Around 1890, Williams was hospitalized, and in June 1891 applied for military disability pension because there was a precedence where other women such as Anna Maria Lane and Mary Hayes McCaulay (Molly Pitcher) who received pensions for their service in the Revolutionary War. Unfortunately, in September 1893, after a U. S. Pension Bureau doctor examined Williams, she was denied her pension.

The woman had neuralgia, diabetes, had all her toes amputated and walked with a crutch.

Sadly, it is believed Williams died in 1893, but the exact date and her final resting place are unknown. Her legacy includes a 2016 bronze bust featuring information about her with a small rose garden around it outside.

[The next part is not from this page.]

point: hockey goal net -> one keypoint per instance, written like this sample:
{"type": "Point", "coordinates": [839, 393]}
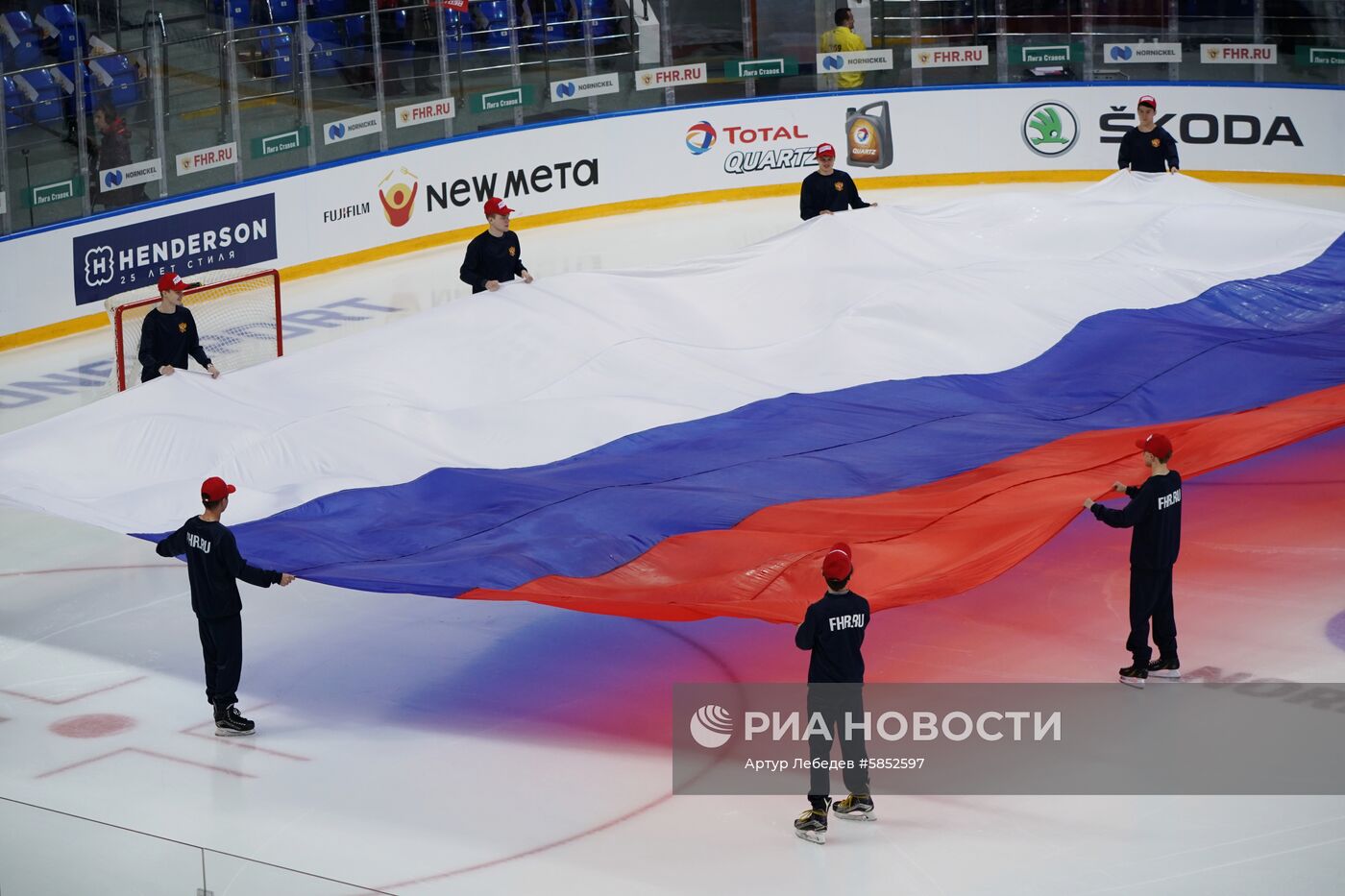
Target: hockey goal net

The Richard Allen Cultural Center in Leavenworth, Kansas and a 2018 Private Cathay Williams monument bench at the Wall of Honor at the National Infantry Museum.

As we celebrate Women’s History Month let us honor the bravery, determination and sacrifice of Williams who shattered glass ceilings and served her country even though that country did not see her as an equal.

Williams joins an elite group of women who were first in service to their communities and the U. S. They are not the last.